Torção de Cisto Anexial: Diagnóstico e Manejo de Urgência

UNAERP - Universidade de Ribeirão Preto (SP) — Prova 2022

Enunciado

Nulípara, 25 anos, com dor abdominal intensa e súbita. Em uso de preservativo como método anticoncepcional. Nega atraso menstrual. Exame físico: palidez cutânea, PA = 110 x 70 mmHg, FC = 80 bpm, abdome doloroso à palpação profunda, sem dor à descompressão brusca. Exame especular: colo epitelizado, pH vaginal = 4,0 e teste de Whiff (hidróxido de potássio) negativo. Toque vaginal: colo cartilaginoso, não doloroso à mobilização; útero de tamanho, forma e consistência normais; anexo direito aumentado de tamanho, com aproximadamente 5 cm. Ultrassonografia: imagem complexa sólido cística anexial D de aproximadamente 5 cm de diâmetro. Pequena quantidade de líquido livre em fundo de saco vaginal. A hipótese diagnóstica mais provável é

Alternativas

  1. A) torção de cisto anexial.
  2. B) prenhez ectópica rota.
  3. C) cistoadenocarcinoma de ovário.
  4. D) tumor tubário.
  5. E) doença inflamatória pélvica.

Pérola Clínica

Dor súbita intensa + massa anexial + líquido livre em nulípara jovem = torção de cisto anexial.

Resumo-Chave

A torção de cisto anexial é uma emergência ginecológica que se manifesta com dor abdominal súbita e intensa, frequentemente acompanhada de náuseas e vômitos. A presença de uma massa anexial ao exame físico e ultrassonografia, com ou sem líquido livre, em uma paciente jovem, mesmo sem atraso menstrual, é altamente sugestiva.

Contexto Educacional

A torção de cisto anexial é uma emergência ginecológica que ocorre quando o ovário e, por vezes, a tuba uterina, giram em torno de seus ligamentos de suporte, comprometendo o suprimento sanguíneo. É mais comum em mulheres em idade reprodutiva, especialmente na presença de cistos ovarianos ou massas anexiais, que aumentam o risco de torção. A apresentação clássica é dor pélvica súbita e intensa, muitas vezes acompanhada de náuseas e vômitos, o que a torna um desafio diagnóstico. O diagnóstico da torção anexial é primariamente clínico, baseado na história e exame físico. A ultrassonografia pélvica com Doppler é a ferramenta de imagem mais útil, podendo demonstrar um ovário aumentado, massa anexial e, idealmente, a ausência ou diminuição do fluxo sanguíneo ovariano. No entanto, a presença de fluxo não exclui a torção, pois o suprimento arterial pode ser mantido mesmo com a drenagem venosa comprometida. O líquido livre na pelve pode ser um achado inespecífico, mas corrobora a hipótese. O manejo da torção anexial é cirúrgico e urgente, visando a destorção do ovário para restaurar o fluxo sanguíneo e preservar a função ovariana. A laparoscopia é a via preferencial, permitindo a visualização direta, destorção e, se necessário, remoção do cisto ou ooferectomia em casos de necrose irreversível. O atraso no diagnóstico e tratamento pode levar à perda do ovário, ressaltando a importância do reconhecimento rápido dessa condição.

Perguntas Frequentes

Quais são os principais sintomas da torção de cisto anexial?

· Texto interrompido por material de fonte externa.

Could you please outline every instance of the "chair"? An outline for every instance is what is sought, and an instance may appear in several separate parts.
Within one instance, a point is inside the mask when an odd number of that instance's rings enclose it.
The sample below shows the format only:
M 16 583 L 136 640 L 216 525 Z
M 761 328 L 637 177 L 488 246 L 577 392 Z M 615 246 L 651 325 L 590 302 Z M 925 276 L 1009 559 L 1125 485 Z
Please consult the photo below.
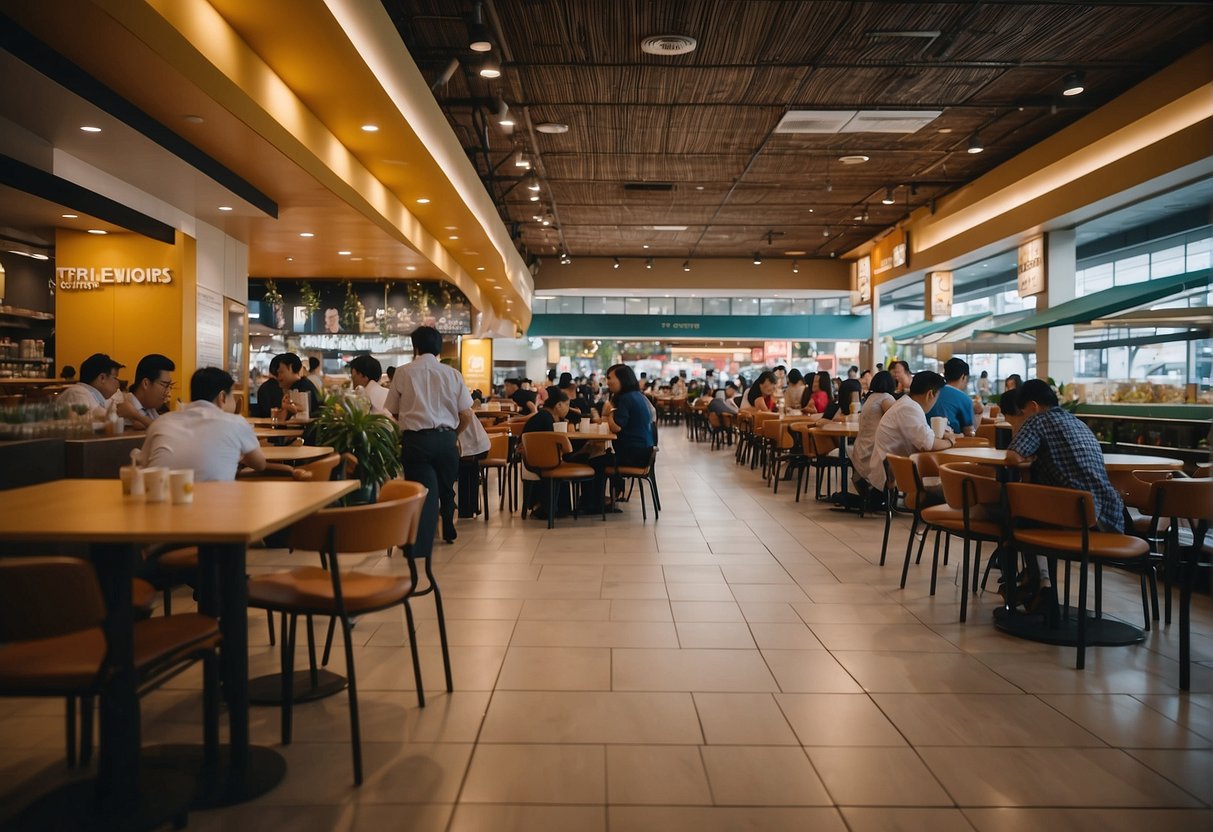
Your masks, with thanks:
M 981 543 L 1003 541 L 1003 526 L 998 520 L 981 517 L 981 506 L 1002 505 L 1002 484 L 993 478 L 990 468 L 959 462 L 940 466 L 939 477 L 944 486 L 943 506 L 928 506 L 922 509 L 922 519 L 935 529 L 943 529 L 949 535 L 957 535 L 964 541 L 963 563 L 961 564 L 961 622 L 968 617 L 969 599 L 969 545 L 976 543 L 976 557 L 973 562 L 973 588 L 978 591 L 978 572 L 981 569 Z M 992 555 L 991 555 L 992 558 Z M 932 574 L 930 594 L 935 594 L 935 575 Z
M 409 488 L 411 486 L 411 488 Z M 417 655 L 416 629 L 409 598 L 411 577 L 387 574 L 342 571 L 337 555 L 351 552 L 374 552 L 391 546 L 411 546 L 417 536 L 417 519 L 426 500 L 426 488 L 402 481 L 398 500 L 325 508 L 296 523 L 290 529 L 290 546 L 320 553 L 321 566 L 300 566 L 283 572 L 255 575 L 249 580 L 249 606 L 281 614 L 279 648 L 281 654 L 283 745 L 291 741 L 291 712 L 295 679 L 295 628 L 298 616 L 323 615 L 341 621 L 346 650 L 346 673 L 349 695 L 349 734 L 354 758 L 354 785 L 363 782 L 361 734 L 358 723 L 358 679 L 354 671 L 352 642 L 353 617 L 404 606 L 412 650 L 412 672 L 417 684 L 417 703 L 426 705 L 421 680 L 421 660 Z M 412 574 L 415 569 L 410 569 Z
M 1078 645 L 1075 667 L 1087 662 L 1087 566 L 1090 563 L 1144 566 L 1150 547 L 1140 537 L 1094 531 L 1095 501 L 1089 491 L 1008 483 L 1012 540 L 1025 555 L 1043 554 L 1078 564 Z M 1069 586 L 1069 570 L 1066 572 Z M 1097 582 L 1097 614 L 1099 586 Z M 1069 608 L 1069 593 L 1066 597 Z M 1065 611 L 1069 615 L 1069 609 Z
M 619 477 L 620 479 L 631 480 L 632 485 L 627 491 L 627 498 L 632 498 L 632 489 L 637 485 L 640 486 L 640 519 L 648 520 L 649 515 L 644 511 L 644 484 L 648 483 L 653 491 L 653 519 L 661 519 L 660 503 L 657 503 L 657 481 L 656 477 L 653 474 L 653 466 L 657 461 L 657 449 L 649 449 L 649 463 L 643 468 L 637 468 L 632 466 L 610 466 L 606 468 L 608 477 Z
M 1213 523 L 1213 479 L 1167 479 L 1150 486 L 1155 518 L 1169 518 L 1166 558 L 1179 568 L 1179 689 L 1191 683 L 1191 608 L 1196 569 L 1209 555 L 1205 543 Z M 1184 532 L 1190 532 L 1184 534 Z M 1189 537 L 1185 542 L 1184 537 Z M 1169 606 L 1171 588 L 1167 588 Z
M 80 764 L 92 754 L 92 700 L 104 689 L 102 623 L 106 603 L 91 564 L 76 558 L 0 559 L 0 696 L 67 699 L 68 765 L 76 764 L 76 700 Z M 218 754 L 218 622 L 190 612 L 135 622 L 135 671 L 139 694 L 177 671 L 203 662 L 203 736 L 209 764 Z
M 571 483 L 592 483 L 597 472 L 586 465 L 565 462 L 564 455 L 573 452 L 573 443 L 568 434 L 548 431 L 533 431 L 523 434 L 523 465 L 540 480 L 548 480 L 547 490 L 547 528 L 551 529 L 556 518 L 557 485 Z M 523 503 L 526 501 L 523 500 Z M 526 506 L 523 506 L 526 511 Z M 606 520 L 606 500 L 603 498 L 603 522 Z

Os principais sintomas incluem dor abdominal pélvica súbita, intensa e unilateral, que pode ser intermitente ou constante. Frequentemente, é acompanhada de náuseas, vômitos e, em alguns casos, febre baixa. A dor pode irradiar para a coxa ou região lombar.

Como a ultrassonografia auxilia no diagnóstico de torção anexial?

A ultrassonografia pélvica é o exame de imagem de escolha. Pode revelar um ovário aumentado com um cisto ou massa anexial, líquido livre no fundo de saco e, crucialmente, a ausência ou diminuição do fluxo sanguíneo no ovário afetado ao Doppler, embora um fluxo presente não exclua o diagnóstico.

Qual o tratamento para a torção de cisto anexial?

O tratamento é cirúrgico e deve ser realizado o mais rápido possível para tentar preservar o ovário. A abordagem preferencial é a laparoscopia, que permite a destorção do ovário e, se viável, a cistectomia. A ooferectomia é reservada para casos de necrose irreversível.